In like manner the reformers summon conventions, and vote and resolve
in multitude. Not so, O friends! will the God deign to enter and inhabit you,
but by a method precisely the reverse. It is only as a man puts off all foreign
support, and stands alone, that I see him to be strong and to prevail. He is
weaker by every recruit to his banner. Is not a man better than a town? Ask
nothing of men, and in the endless mutation, thou only firm column must
presently appear the upholder of all that surrounds thee. He who knows
that power is inborn, that he is weak because he has looked for good out
of him and elsewhere, and so perceiving, throws himself unhesitatingly on
his thought, instantly rights himself, stands in the erect position, commands
his limbs, works miracles; just as a man who stands on his feet is stronger
than a man who stands on his head.

So use all that is called Fortune. Most men gamble with her, and gain
all, and lose all, as her wheel rolls. But do thou leave as unlawful these
winnings, and deal with Cause and Effect, the chancellors of God.
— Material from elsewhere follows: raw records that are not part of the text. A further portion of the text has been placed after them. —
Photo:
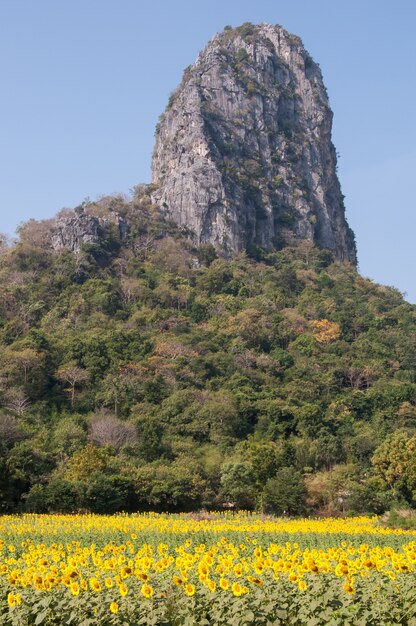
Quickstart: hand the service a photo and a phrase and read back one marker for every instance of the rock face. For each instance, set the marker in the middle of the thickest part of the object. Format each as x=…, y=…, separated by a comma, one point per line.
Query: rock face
x=71, y=231
x=243, y=153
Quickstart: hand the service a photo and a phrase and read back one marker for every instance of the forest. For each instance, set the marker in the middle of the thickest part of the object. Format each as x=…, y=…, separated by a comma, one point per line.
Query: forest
x=147, y=373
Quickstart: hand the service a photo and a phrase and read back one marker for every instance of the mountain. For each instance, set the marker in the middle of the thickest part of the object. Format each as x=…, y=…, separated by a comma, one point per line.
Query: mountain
x=157, y=356
x=243, y=154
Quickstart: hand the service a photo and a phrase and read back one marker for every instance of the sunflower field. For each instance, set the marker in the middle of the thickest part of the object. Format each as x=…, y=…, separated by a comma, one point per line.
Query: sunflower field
x=217, y=569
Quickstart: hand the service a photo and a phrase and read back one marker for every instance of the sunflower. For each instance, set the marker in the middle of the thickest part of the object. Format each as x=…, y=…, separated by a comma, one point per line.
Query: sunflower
x=147, y=590
x=190, y=589
x=114, y=607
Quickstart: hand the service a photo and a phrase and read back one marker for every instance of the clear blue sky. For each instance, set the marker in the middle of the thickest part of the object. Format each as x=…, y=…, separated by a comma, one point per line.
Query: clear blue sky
x=84, y=81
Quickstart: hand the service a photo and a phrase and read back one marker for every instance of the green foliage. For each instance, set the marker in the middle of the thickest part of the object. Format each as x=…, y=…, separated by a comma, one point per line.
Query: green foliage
x=214, y=374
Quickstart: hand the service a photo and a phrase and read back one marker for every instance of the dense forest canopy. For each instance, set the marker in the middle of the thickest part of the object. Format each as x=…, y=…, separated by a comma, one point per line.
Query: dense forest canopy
x=143, y=373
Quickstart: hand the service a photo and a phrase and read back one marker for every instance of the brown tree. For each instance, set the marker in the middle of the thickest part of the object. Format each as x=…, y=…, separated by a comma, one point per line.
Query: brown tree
x=74, y=376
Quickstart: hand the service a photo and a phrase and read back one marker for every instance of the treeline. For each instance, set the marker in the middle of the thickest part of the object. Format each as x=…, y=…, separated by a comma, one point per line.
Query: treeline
x=148, y=374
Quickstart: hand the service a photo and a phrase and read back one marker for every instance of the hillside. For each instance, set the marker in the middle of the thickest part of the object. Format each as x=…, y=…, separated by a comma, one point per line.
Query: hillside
x=144, y=372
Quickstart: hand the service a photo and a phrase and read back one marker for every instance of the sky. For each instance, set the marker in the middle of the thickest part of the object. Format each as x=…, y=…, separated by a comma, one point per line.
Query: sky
x=83, y=83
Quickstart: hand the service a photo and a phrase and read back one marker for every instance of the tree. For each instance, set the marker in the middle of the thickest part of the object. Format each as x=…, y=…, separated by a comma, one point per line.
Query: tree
x=285, y=493
x=110, y=431
x=238, y=485
x=74, y=376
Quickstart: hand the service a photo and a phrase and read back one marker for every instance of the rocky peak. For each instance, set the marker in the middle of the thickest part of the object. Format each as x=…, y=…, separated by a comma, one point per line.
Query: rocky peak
x=75, y=228
x=243, y=153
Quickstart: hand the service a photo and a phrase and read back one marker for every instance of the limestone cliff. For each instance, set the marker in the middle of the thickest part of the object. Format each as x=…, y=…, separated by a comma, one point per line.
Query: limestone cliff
x=243, y=153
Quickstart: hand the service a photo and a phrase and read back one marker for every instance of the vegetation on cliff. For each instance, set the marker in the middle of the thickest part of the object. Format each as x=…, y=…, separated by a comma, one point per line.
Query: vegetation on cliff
x=145, y=374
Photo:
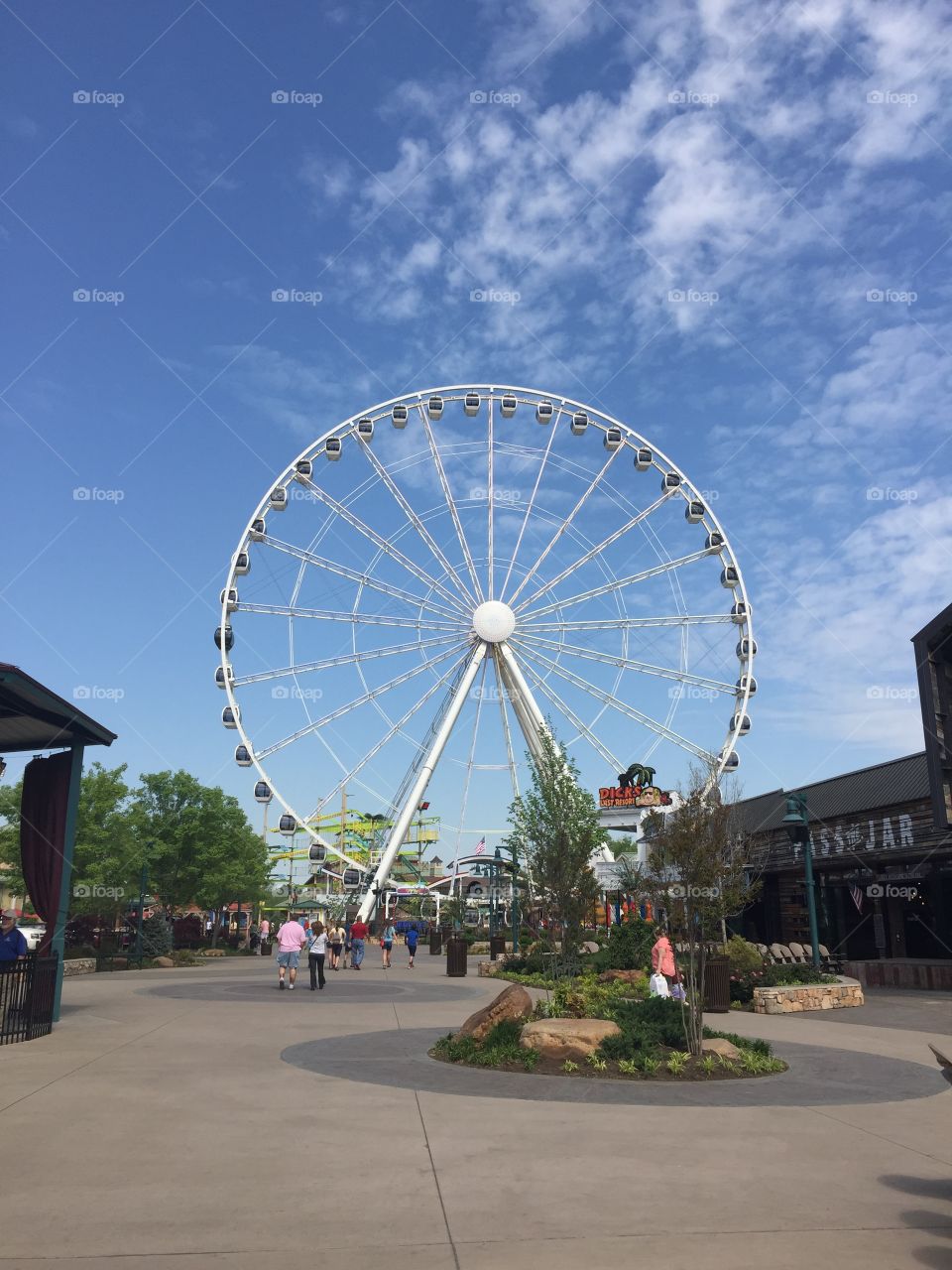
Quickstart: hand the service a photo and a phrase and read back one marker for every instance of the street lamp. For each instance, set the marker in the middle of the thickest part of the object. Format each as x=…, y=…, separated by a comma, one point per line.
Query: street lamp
x=796, y=822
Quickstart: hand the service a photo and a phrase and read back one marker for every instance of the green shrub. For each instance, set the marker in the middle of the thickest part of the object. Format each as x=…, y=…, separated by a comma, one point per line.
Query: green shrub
x=629, y=947
x=743, y=956
x=752, y=1044
x=584, y=997
x=498, y=1047
x=645, y=1026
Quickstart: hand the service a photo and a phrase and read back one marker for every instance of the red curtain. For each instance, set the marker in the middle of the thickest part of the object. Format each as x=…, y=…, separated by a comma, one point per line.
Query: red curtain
x=46, y=792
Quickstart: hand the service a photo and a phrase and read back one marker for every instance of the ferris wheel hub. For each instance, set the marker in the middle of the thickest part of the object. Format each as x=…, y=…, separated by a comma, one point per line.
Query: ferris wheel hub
x=494, y=621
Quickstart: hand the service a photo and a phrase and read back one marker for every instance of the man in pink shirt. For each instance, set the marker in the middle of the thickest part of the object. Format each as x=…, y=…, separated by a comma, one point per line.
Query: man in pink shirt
x=291, y=939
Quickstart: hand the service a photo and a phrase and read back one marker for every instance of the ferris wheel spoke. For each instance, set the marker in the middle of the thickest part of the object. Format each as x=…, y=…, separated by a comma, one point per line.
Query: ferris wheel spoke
x=335, y=616
x=358, y=701
x=507, y=733
x=597, y=550
x=330, y=663
x=395, y=729
x=468, y=769
x=424, y=774
x=416, y=522
x=613, y=624
x=565, y=524
x=490, y=490
x=386, y=547
x=622, y=706
x=620, y=583
x=451, y=504
x=560, y=703
x=529, y=512
x=631, y=665
x=362, y=578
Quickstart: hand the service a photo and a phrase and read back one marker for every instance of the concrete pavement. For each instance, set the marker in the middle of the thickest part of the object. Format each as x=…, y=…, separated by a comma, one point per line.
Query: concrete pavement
x=198, y=1116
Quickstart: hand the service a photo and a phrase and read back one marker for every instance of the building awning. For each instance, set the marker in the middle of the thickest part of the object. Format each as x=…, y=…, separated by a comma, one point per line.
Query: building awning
x=32, y=717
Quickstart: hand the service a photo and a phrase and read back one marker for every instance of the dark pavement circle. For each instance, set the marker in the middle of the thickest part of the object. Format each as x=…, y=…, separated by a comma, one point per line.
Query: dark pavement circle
x=905, y=1011
x=345, y=988
x=817, y=1076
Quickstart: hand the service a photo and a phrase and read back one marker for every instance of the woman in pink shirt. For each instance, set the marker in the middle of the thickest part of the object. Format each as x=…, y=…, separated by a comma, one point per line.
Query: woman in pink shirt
x=662, y=956
x=291, y=939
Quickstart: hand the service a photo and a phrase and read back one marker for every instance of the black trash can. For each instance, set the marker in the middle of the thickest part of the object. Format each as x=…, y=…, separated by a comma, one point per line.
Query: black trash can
x=457, y=951
x=717, y=985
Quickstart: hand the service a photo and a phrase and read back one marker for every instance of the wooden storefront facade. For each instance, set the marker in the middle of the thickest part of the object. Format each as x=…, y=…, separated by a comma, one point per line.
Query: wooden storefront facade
x=884, y=871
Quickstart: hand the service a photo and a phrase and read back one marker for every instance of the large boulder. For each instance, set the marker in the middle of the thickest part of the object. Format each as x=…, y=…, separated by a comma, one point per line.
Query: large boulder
x=566, y=1038
x=513, y=1002
x=720, y=1047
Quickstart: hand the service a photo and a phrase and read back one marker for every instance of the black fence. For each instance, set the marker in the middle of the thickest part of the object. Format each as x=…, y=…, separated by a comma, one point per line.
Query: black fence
x=27, y=991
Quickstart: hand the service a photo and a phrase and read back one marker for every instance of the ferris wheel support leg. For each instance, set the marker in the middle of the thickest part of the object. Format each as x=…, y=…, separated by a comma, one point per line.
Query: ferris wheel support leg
x=529, y=715
x=419, y=788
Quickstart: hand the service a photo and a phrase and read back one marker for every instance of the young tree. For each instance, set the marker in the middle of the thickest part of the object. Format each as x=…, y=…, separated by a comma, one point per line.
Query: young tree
x=696, y=874
x=555, y=832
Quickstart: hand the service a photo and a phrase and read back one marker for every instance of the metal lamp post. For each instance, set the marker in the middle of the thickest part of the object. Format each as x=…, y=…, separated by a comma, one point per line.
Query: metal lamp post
x=796, y=822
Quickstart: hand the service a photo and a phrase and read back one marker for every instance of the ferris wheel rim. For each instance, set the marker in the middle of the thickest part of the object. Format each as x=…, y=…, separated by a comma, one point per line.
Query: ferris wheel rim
x=490, y=391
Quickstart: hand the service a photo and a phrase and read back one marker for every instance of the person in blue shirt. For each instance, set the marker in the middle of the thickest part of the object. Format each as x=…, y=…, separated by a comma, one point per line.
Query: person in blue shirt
x=13, y=943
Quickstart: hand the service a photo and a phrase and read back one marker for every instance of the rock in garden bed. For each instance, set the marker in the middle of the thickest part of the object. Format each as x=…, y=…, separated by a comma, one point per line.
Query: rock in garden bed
x=557, y=1039
x=512, y=1003
x=638, y=1040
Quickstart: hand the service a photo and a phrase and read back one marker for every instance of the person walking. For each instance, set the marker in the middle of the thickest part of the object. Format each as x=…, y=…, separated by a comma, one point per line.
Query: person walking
x=291, y=940
x=358, y=934
x=662, y=957
x=316, y=952
x=335, y=943
x=386, y=943
x=13, y=942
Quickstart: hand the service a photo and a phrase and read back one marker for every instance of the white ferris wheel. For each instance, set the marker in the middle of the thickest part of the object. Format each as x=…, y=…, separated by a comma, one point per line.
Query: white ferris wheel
x=443, y=575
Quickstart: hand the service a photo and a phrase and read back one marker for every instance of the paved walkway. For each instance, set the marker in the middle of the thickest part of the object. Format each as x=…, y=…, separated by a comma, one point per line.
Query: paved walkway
x=200, y=1118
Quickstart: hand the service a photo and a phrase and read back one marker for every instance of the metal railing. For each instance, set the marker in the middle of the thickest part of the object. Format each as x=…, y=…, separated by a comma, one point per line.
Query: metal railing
x=27, y=991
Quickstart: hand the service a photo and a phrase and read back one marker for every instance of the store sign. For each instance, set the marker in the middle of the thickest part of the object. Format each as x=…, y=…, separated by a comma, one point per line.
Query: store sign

In the
Will work and acquire, and thou hast chained the wheel of Chance, and
shalt sit hereafter out of fear from her rotations. A political victory, a rise
of rents, the recovery of your sick, or the return of your absent friend, or
some other favorable event, raises your spirits, and you think good days
are preparing for you. Do not believe it. Nothing can bring you peace but
yourself. Nothing can bring you peace but the triumph of principles.

*Do not seek yourself outside yourself.